For testers, the biggest challenge of being on an agile project team is that the software is always changing. With new code being pushed into the test environment daily or even hourly, the system you’re testing becomes a moving target. Dealing with that kind of change can require different approaches to testing, with different skills, tactics, and tools. There are certain aspects of testing software that don’t change just because the project team is using an agile approach to implement software, particularly in the mechanics of test execution, but some testers may need to make significant changes to their testing approach if they are going to add value on an agile software project.
Exploratory testing is invaluable to an agile project. In many ways, exploratory testing embodies the Agile Manifesto, by emphasizing responsiveness to change and working software over things like comprehensive documentation and following a plan. As a result, the skills and tactics of exploratory testing (chartering, branching, backtracking, modeling, resourcing, etc.) are going to be very valuable to you as you test software that is always on the move.
Another thing that makes exploratory testing useful is that it doesn’t take a lot of advance preparation. This is important because most agile methodologies emphasize volunteerism and constant planning. Volunteerism means that within the scope of a sprint, team members choose what they’re going to work on when. Constant planning means that features are re-prioritized at the beginning of each sprint based on the ever-changing values of the project stakeholders.
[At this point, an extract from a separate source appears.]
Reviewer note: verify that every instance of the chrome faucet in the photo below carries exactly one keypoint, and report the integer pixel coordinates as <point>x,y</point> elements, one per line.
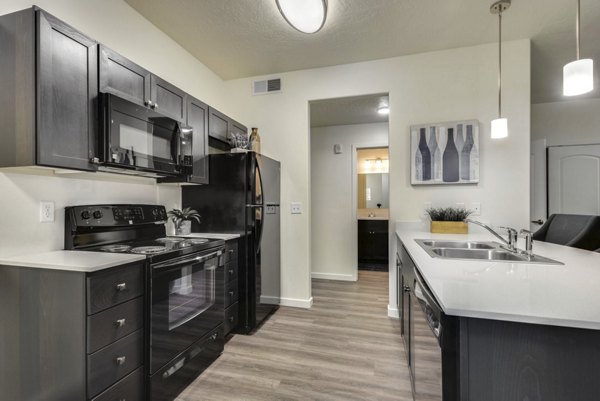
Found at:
<point>511,243</point>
The net effect is simple: There’s no comprehensive project plan. Feature delivery schedules have the potential to change every week. As a result, you need to be able to test anything, anytime, with as little upfront preparation as possible.
In a rapidly changing project, it is important that you make good decisions about what to test and when. If you test features that aren’t ready (an easy mistake to make when the software is evolving quickly) and generate defects, you will lose credibility with the rest of the team. You need to always be aware of the state of the software. That means talking to developers, paying attention in daily stand-ups, and being adept at whatever systems are used to keep track of project work.